Mahal used the illustration of standing on one leg while opening and closing your eyes. This may be difficult at first. "But with slow movements of the limbs while maintaining a strong core, your balance will quickly improve," the expert continued. Working on your balance can not only help with injury prevention but can also help with athletic performance, as Athletico revealed.
Pilates is a good fit for pregnant people
Pregnancy can be a huge change in people’s lives, and with that change can naturally come increased levels of stress and anxiety. Finding ways to manage this during pregnancy is important, and one way that could be helpful to reduce symptoms of stress or anxiety could be through Pilates.
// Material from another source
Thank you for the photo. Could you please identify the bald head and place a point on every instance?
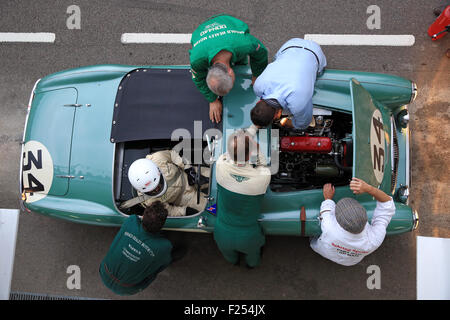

This was shown in a review of studies published by the International Journal of Humanities and Social Science, which looked at the effects of both Pilates and muscle relaxation therapy (or MRT) on stress and anxiety during pregnancy. The review found positive correlations between Pilates and stress reduction, noting that even a single session of Pilates can result in an increased mood. The review authors ultimately stated that "both Pilates … and progressive MRT … are cost-effective and relatively easy methods that can be used to reduce anxiety and stress. Pilates is well suited for pregnant women as it involves low impact exercise that offer emotional, mental and physical benefits." If you’ve never done Pilates before and want to start during pregnancy, be sure to consult your doctor first.
Will Pilates hurt or help your back?
Regular or daily Pilates can help to increase the range of motion in the backs, stretch out tight muscles and improve posture and spinal alignment, all of which can aid ease an aching back (per Pilates Anytime).
However, performing Pilates incorrectly has the potential to cause more problems than it solves, due to the risk of injury. "I’m seeing an increasing number of patients who have muscular strains or aggravated degenerate discs after attending Pilates classes because they thought it would help with their back problems," Stewart Tucker, an orthopedic and spinal surgeon at the Royal National Orthopaedic Hospital, London, told the Daily Mail. "While I recommend it for back pain and after injury, if exercises are carried out incorrectly they can weaken the back and cause existing conditions to deteriorate."
To avoid back pain or injury during Pilates, make sure to take things slow, and really focus on alignment and correct form. When in doubt, ask your Pilates instructor to advise you on how best to move to keep injury risk low.
Doing Pilates every day could get repetitive
Let’s be real for a sec: Doing any exercise every day is going to get a little bit samey, and Pilates is no exception. It’s certainly gentle enough to do every day, but by working through the same routine, day in and day out, we can get lax when it comes to form and proper movement. We can also be tempted to skip the exercises we don’t love.
Women’s Health consulted Lynne Robinson, Pilates trainer and co-founder of Body Control Pilates, and revealed that this is where a lot of people slip up. "We tend to do the exercises that we like doing and they’re often the ones we shouldn’t do — we actually need to do the ones we don’t like," the site divulged. "For example if you’re on the computer a lot, you’ll naturally become quite round shouldered, so curl ups are really no good. You have to do your darts, your back extensions to reverse it."
Remember, a good Pilates workout is designed in a certain way for a reason. It’ll help you move your body in a way that’ll benefit you, skipping other forms of exercise isn’t necessarily a good idea.